Did you put the beer in the fridge overnight before opening it? The problem you describe sounds a lot like bottled-carbonated beer that never had a chance to get the CO2 dissolved into the beer: lots of foaming when you pop the cap, then flat beer in the glass.

Gases dissolve more readily into cold liquid than warm liquid. When your residual yeast consumes your priming sugar, only a small portion of the CO2 it creates dissolves into your room-temperature beer. The rest accumulates in the headspace, building pressure. This is why most people will warn against natural carbonation in a growler - they're not designed to hold pressure, and the pressure generated can be much higher than pre-carbonated beer (yes, many people get away wtih it, but that debate is for another thread).

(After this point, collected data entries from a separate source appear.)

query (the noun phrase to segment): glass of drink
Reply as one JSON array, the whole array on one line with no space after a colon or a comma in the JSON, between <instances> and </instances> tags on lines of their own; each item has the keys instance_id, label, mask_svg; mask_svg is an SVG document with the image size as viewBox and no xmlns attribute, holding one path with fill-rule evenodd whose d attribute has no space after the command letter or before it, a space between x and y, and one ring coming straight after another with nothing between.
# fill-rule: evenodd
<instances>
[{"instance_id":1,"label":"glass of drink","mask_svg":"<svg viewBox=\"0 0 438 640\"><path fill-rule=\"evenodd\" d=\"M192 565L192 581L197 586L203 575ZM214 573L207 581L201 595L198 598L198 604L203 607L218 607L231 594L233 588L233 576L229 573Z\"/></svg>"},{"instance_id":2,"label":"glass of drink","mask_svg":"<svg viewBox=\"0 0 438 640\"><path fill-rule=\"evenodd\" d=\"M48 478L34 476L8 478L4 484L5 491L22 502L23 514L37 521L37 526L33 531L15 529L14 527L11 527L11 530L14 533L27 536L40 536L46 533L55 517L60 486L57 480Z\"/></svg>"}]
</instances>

When you put your beer in the fridge overnight, the liquid cools down, the CO2 dissolves back into solution, and it doesn't spray all over the counter when you open it the next day.

You can check Denny's hypotheses by tasting the beer. Does it have off flavors, especially a sour tang? Too sweet? Taste like sausages?

Apologies if you knew this already - the question didn't specify.

  • No, I hadn't put it in the fridge yet. I just put it in now, so we'll see if that helps.
    – DorkRawk
    Mar 18, 2012 at 2:19
  • I just checked the beer after putting it in the fridge. It didn't blow up now!
    – DorkRawk
    Mar 21, 2012 at 4:17
  • SCIENCE! :) I'm glad to hear it. Now tell us, how was the beer?
    – JoeFish
    Mar 21, 2012 at 11:12
  • 1
    Not bad, I've learned a lot from this brew!
    – DorkRawk
    Mar 21, 2012 at 20:59

No, neither of those would have contributed. The 3 primary causes of overcarbed bottles are..

1) incomplete fermentation...bottling too soon, before fermentation is finished 2) too much priming sugar 3) infection

Do any of those possibly describe your situation?

  • I don't think there was any contaminations. There is no strong off flavor. It might not have completed the first fermentation, I was having trouble with some stuck fermentation when it was in the carboy. I don't think there was too much sugar, just because I was going from a kit and using the amount of sugar provided.
    – DorkRawk
    Mar 18, 2012 at 2:20
  • @DoraRawk What was you final gravity reading? Does it correspond to what you expected? Mar 18, 2012 at 16:16
  • IF fermentation stalled prematurely then you still have too much sugar prior to bottling.